What is a good response time for an app?

A well-performing app should load in under 2 seconds, respond to user interactions within 1 second, and complete critical API calls in under 200 milliseconds. Slow response times can lead to a 26% drop in 30-day retention rates, making this metric crucial for user engagement.

What error rate should I aim for in my app?

Industry standards recommend keeping crash rates below 0.1%, with anything under 1% considered acceptable. Aim for a crash-free session rate of at least 98% to maintain user trust, as 62% of users uninstall apps after experiencing crashes or errors.

How can I improve my app's performance under heavy load?

Optimize images to reduce data transfer, simplify on-screen logic by breaking complex screens into smaller ones, and use caching for frequently accessed data. Monitor CPU usage and keep it below 90% to prevent performance degradation. Adalo's X-Ray feature helps identify bottlenecks before they affect users.

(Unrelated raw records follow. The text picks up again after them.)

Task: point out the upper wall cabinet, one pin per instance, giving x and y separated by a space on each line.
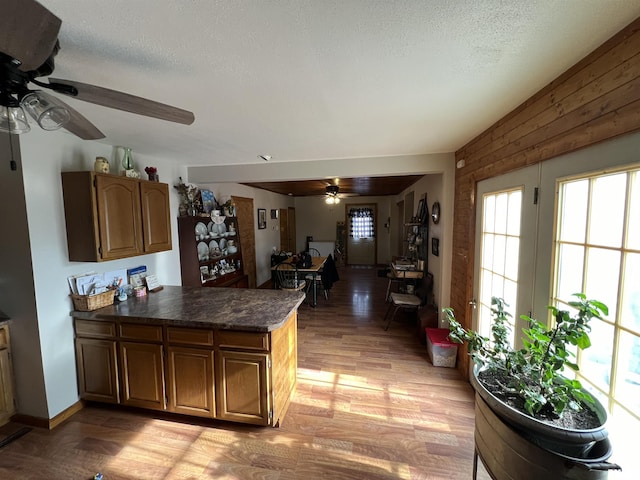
110 217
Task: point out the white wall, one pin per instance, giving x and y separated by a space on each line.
48 334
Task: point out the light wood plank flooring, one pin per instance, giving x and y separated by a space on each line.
368 405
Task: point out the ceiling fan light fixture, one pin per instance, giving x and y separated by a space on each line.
12 116
46 110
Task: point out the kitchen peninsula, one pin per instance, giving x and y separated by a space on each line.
229 354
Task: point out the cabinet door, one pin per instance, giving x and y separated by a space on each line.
190 381
97 370
118 203
242 389
142 375
7 407
156 225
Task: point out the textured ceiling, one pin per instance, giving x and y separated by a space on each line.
311 80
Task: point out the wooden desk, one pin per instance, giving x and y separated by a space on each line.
316 265
406 274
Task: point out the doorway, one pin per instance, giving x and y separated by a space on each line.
506 226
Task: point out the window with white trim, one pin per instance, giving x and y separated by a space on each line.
597 251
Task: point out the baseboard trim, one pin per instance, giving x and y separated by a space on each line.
49 423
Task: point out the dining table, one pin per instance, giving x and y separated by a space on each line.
314 270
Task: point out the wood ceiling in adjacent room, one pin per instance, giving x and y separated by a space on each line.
363 186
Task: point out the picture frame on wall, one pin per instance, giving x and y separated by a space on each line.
420 210
424 212
262 218
435 247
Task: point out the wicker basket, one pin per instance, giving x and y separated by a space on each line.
87 303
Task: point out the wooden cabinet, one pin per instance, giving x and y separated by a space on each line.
206 256
190 373
246 377
156 221
242 387
109 217
96 361
7 403
243 363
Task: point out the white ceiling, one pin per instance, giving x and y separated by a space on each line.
322 79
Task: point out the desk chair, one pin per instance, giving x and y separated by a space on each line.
405 301
288 278
314 252
393 280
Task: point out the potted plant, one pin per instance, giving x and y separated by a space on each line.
527 388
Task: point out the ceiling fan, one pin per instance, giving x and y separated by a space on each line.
331 193
28 46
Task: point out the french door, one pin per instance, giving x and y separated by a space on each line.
506 228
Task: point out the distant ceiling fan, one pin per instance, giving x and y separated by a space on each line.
331 193
28 46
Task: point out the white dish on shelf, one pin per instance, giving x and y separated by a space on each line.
214 248
201 229
217 219
203 251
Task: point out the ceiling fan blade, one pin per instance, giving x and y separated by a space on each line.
28 32
124 101
78 123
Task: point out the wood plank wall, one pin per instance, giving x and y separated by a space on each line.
595 100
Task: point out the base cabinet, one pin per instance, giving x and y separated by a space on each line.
97 371
190 381
7 403
225 374
142 375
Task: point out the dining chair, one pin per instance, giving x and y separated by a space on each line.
405 301
288 277
310 278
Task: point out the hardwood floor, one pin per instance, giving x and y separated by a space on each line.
368 405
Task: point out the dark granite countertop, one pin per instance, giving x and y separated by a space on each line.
255 310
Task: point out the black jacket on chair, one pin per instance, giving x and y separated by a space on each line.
329 274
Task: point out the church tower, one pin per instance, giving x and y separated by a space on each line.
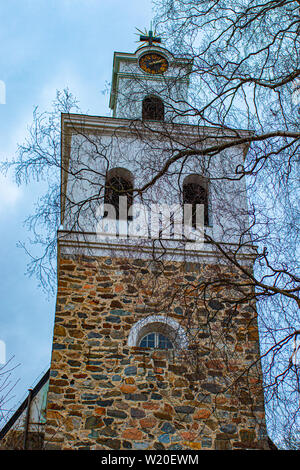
155 346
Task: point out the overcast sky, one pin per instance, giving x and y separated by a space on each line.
47 45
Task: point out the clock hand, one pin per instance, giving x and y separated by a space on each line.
156 62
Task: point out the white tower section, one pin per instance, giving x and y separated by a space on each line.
137 147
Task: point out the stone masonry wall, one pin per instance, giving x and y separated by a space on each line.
104 394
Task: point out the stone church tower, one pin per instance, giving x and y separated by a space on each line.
154 345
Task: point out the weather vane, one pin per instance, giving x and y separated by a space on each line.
149 37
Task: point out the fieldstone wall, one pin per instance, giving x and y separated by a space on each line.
106 395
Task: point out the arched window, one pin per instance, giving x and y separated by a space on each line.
157 331
156 340
119 182
153 108
195 191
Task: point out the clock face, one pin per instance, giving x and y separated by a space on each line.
153 63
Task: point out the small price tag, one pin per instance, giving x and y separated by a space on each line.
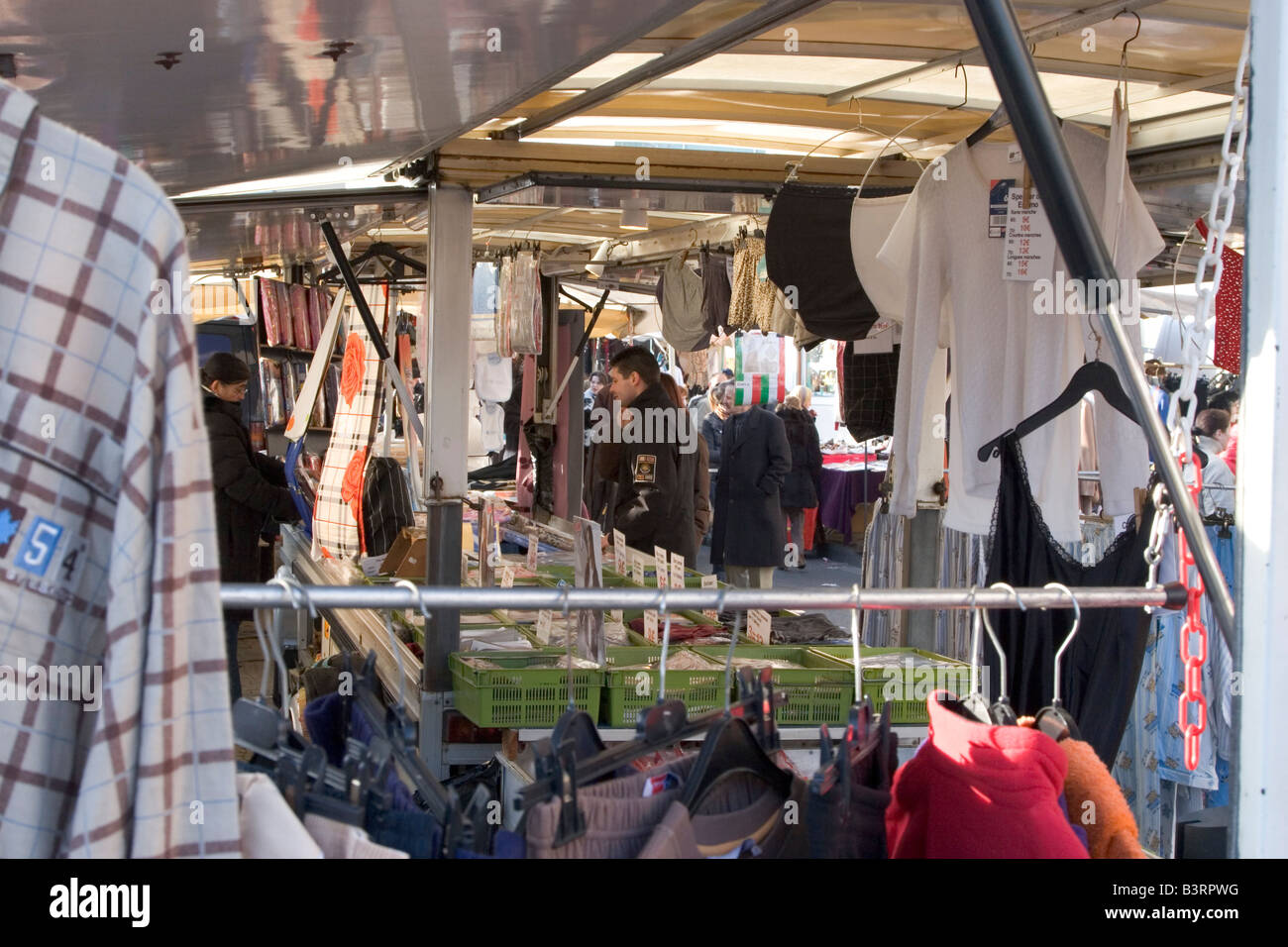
1029 240
709 582
619 552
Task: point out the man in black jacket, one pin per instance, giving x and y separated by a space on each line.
250 488
748 534
657 450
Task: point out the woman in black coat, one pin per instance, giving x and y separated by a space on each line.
755 458
802 484
250 488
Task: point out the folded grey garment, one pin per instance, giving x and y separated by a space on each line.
797 629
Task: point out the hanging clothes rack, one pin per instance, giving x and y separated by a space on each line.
454 598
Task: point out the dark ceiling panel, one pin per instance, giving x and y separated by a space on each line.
261 98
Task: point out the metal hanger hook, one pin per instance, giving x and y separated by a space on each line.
965 86
300 598
857 646
415 590
1068 639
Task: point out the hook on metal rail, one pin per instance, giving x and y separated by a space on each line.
965 86
1068 639
854 642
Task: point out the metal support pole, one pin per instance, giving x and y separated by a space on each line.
458 598
446 376
1261 777
1087 258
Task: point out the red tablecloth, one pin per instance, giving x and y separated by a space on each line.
848 458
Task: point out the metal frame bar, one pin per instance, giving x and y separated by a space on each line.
662 14
456 598
967 56
1085 253
729 35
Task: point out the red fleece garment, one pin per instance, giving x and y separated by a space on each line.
980 791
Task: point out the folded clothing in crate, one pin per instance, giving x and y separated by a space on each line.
553 663
800 629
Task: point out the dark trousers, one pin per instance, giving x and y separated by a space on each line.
231 629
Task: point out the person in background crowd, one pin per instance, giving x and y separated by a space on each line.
1228 401
699 405
1212 436
655 496
805 397
748 538
800 488
250 488
700 472
593 385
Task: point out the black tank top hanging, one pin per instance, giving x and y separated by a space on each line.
1102 667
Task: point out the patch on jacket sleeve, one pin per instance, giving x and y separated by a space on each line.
645 468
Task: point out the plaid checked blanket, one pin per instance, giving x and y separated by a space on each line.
115 732
338 512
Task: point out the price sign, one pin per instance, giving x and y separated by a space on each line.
709 582
532 551
651 626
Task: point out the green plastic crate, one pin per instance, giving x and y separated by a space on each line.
523 693
907 703
818 692
700 690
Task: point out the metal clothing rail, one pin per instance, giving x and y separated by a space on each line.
1087 258
568 598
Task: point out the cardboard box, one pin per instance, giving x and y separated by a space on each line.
403 553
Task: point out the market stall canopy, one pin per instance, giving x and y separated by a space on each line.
284 105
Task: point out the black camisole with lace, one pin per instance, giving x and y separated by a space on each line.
1102 667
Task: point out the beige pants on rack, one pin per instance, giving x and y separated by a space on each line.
750 577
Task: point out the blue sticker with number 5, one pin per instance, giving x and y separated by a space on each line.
39 548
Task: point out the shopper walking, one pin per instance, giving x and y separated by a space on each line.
700 472
655 475
747 539
1212 436
802 484
250 488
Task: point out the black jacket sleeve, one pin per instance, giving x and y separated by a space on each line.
815 458
243 480
780 455
271 468
712 436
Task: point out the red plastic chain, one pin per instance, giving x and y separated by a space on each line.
1193 692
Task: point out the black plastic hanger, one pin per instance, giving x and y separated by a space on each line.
1093 376
732 749
1055 720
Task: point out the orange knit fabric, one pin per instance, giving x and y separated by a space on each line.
1112 834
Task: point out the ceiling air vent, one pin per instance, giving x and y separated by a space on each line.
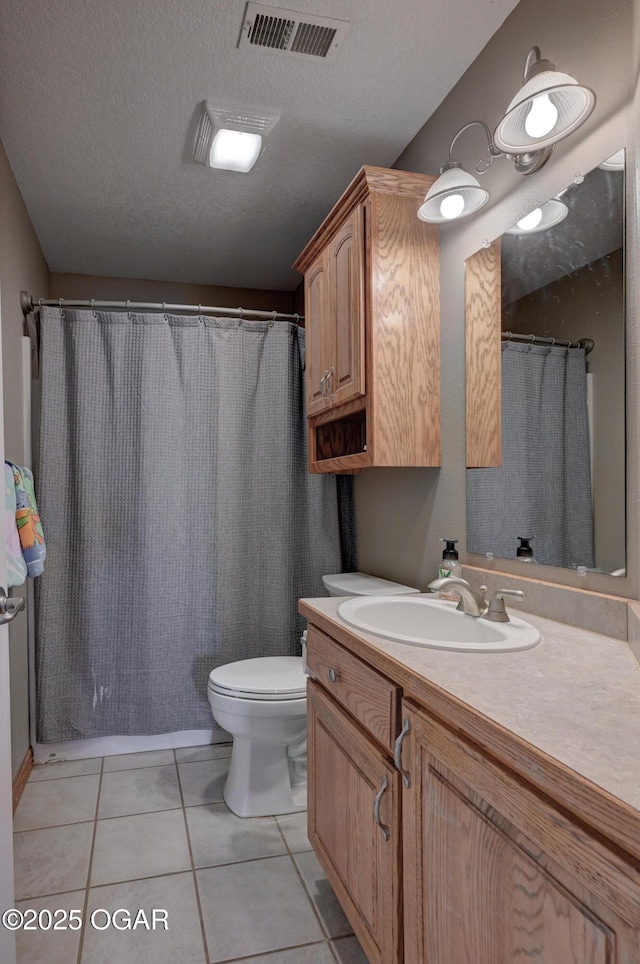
288 31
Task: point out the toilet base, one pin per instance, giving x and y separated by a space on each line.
259 783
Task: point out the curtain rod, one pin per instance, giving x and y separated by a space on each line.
587 343
28 305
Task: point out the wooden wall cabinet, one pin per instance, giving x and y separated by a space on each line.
372 309
477 866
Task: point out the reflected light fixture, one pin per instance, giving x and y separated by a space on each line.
546 216
549 106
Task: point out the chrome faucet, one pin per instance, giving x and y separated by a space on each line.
496 611
472 603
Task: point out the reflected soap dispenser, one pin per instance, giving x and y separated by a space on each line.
449 566
524 551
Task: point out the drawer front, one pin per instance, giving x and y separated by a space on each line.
368 696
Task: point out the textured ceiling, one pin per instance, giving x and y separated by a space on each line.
97 99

Why is monitoring concurrent users important?

Monitoring concurrent users helps you understand how your app performs when multiple people use it simultaneously. High concurrency can strain database queries, API rate limits, and server resources, leading to slower response times or errors. Tracking this metric helps you anticipate peak usage and scale resources accordingly.

Can I migrate from Bubble to Adalo?

Yes, you can rebuild your app in Adalo. While there's no automatic migration tool, Adalo's visual builder and Magic Start make it straightforward to recreate your app's functionality. Many users migrate to gain true native mobile apps, predictable pricing without usage charges, and unlimited database records.